Oui. Désormais, l’islamisation des moeurs triomphe, elle s’étend sous la bonne garde de la violence islamique qui n’est qu’endormie. Je ne me fais pas d’illusion. Mais je suis une irréductible optimiste. Les « bonnes musulmanes » qui se battent dans le giron de la religion sont la preuve que le phénomène d’oppression ne peut durer éternellement. Et aussi parce que de notre côté, nous, féministes laïques, nous sommes toujours mobilisées, avec les hommes et les femmes de nos pays qui ont, malgré tout, le goût de la liberté.
Propos recueillis par Josyane Savigneau
Article paru dans Le Monde (édition datée du 12.12.09)

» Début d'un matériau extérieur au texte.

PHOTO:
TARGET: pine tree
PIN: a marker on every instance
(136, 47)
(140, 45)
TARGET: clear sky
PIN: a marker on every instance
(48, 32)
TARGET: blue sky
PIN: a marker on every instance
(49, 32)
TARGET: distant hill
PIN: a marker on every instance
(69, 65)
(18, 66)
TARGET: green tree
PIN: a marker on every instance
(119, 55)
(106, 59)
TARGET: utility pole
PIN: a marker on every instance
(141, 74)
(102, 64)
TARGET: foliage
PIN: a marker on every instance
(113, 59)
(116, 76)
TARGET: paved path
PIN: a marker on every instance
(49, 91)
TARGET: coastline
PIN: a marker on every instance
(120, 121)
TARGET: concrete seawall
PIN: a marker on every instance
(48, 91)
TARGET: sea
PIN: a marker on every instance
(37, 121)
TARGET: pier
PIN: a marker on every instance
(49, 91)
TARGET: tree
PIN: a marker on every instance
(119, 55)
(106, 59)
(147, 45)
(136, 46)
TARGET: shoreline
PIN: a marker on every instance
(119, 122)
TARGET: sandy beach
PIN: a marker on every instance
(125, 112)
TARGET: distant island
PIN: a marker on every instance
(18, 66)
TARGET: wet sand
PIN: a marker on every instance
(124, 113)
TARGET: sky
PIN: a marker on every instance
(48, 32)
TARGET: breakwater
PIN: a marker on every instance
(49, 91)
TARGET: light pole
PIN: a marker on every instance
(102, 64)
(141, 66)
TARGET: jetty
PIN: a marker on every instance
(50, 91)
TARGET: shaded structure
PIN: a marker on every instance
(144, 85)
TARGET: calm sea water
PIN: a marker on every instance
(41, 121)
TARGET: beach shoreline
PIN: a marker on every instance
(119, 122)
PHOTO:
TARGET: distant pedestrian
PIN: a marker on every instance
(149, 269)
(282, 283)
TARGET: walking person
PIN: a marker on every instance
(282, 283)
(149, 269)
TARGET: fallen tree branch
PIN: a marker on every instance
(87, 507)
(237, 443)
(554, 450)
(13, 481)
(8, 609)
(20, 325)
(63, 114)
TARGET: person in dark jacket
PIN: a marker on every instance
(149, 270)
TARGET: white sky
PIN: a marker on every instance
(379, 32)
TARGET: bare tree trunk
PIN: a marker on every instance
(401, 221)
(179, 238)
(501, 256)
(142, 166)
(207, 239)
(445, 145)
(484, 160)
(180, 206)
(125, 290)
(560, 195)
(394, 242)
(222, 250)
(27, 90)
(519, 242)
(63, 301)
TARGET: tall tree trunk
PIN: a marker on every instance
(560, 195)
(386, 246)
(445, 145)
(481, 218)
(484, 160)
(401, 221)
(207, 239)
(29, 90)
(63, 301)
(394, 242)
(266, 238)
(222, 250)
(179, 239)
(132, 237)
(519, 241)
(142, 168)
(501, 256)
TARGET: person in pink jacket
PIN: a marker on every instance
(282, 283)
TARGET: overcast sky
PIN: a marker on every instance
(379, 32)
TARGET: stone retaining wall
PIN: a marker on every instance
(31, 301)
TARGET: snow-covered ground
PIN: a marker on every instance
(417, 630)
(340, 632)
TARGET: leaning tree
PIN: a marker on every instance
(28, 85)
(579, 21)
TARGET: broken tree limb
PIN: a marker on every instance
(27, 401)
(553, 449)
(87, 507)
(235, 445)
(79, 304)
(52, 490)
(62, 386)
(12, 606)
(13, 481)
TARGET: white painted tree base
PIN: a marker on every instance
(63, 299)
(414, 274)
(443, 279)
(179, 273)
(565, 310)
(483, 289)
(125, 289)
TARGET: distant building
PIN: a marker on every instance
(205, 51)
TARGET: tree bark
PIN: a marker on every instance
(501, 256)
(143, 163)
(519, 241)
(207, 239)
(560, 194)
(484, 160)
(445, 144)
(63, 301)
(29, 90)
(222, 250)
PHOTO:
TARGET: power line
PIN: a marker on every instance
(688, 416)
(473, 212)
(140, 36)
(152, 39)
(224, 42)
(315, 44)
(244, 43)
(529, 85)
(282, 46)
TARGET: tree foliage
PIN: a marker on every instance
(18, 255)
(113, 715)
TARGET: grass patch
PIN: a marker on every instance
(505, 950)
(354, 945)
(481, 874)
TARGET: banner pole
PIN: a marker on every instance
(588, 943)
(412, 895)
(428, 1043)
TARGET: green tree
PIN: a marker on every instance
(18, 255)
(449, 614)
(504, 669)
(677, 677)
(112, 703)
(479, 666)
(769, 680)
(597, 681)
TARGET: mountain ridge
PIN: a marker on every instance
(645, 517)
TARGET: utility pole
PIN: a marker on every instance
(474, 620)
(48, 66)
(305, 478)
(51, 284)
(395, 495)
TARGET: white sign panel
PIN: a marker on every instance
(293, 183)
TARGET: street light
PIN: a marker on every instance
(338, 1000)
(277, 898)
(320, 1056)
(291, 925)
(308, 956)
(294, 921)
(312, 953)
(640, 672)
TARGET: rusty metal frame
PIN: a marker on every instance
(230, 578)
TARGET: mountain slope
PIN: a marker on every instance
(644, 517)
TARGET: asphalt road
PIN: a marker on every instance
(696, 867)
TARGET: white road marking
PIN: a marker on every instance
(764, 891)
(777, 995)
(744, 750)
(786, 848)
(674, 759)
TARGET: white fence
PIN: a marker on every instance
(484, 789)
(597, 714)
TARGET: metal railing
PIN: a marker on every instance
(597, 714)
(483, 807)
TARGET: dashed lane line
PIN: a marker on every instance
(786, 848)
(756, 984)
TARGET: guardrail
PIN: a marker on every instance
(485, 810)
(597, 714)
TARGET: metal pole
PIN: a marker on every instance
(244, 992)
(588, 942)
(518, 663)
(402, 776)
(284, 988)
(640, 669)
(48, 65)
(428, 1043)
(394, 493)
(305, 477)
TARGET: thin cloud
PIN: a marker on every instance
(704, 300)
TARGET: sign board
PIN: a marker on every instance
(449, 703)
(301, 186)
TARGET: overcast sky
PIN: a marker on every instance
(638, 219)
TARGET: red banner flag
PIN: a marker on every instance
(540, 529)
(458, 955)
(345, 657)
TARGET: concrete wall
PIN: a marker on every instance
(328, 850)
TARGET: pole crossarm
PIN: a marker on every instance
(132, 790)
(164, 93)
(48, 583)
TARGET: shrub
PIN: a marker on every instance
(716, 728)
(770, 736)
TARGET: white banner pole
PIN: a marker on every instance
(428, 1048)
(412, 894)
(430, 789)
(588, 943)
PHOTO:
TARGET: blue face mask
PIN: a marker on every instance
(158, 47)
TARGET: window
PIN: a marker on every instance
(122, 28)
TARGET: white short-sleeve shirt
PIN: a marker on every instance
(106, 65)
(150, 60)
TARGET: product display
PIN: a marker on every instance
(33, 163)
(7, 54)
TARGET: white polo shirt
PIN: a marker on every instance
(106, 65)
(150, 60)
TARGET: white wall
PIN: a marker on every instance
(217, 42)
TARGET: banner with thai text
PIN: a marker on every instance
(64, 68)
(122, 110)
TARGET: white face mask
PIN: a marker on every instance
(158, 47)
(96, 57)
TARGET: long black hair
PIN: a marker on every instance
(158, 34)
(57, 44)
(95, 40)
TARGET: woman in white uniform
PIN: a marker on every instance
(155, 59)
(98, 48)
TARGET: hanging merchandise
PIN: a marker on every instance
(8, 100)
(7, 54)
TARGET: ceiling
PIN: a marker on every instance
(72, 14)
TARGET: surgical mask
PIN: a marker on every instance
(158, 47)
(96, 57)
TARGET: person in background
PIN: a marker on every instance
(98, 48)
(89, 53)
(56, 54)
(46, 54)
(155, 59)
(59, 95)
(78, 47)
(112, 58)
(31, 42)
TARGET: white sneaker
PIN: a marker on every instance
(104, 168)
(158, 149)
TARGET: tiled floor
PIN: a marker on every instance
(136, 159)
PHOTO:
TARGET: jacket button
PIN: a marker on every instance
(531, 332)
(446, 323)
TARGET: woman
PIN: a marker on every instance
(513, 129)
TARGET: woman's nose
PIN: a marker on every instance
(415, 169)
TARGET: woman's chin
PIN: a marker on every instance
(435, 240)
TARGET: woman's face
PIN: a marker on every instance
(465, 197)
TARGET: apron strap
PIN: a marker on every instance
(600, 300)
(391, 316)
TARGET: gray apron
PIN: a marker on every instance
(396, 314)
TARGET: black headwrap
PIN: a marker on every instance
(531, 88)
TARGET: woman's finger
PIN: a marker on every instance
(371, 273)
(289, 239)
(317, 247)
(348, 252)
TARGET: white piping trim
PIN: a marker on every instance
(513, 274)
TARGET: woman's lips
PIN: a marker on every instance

Je comprends — et partage — l’inquiétude et la colère de toutes celles et ceux que scandalisent les atteintes portées à la dignité et aux droits des femmes qu’aucun argument d’aucune sorte ne saurait différencier de la dignité et des droits des hommes. Pour autant, je suis choqué et inquiet qu’au nom de ce juste combat, d’aucun(e)s, consciemment ou non, en tirent argument pour entretenir et nourrir une forme évidente de racisme anti-musulman en se prévalant d’une connaissance de l’Islam qui reste à démontrer, mais qui pourtant attise les peurs, les haines, les préjugés, et qui passe sous silence à peu de frais les discriminations dont les femmes sont victimes bien au-delà du monde dit “musulman”. Ignorer le scandale en la matière serait une preuve de cécité, mais en faire une question religieuse — et a fortiori “islamique” — n’est parfois pas loin de l’idéologie, quand ce n’est pas de la paresse intellectuelle, voire de la simple bêtise.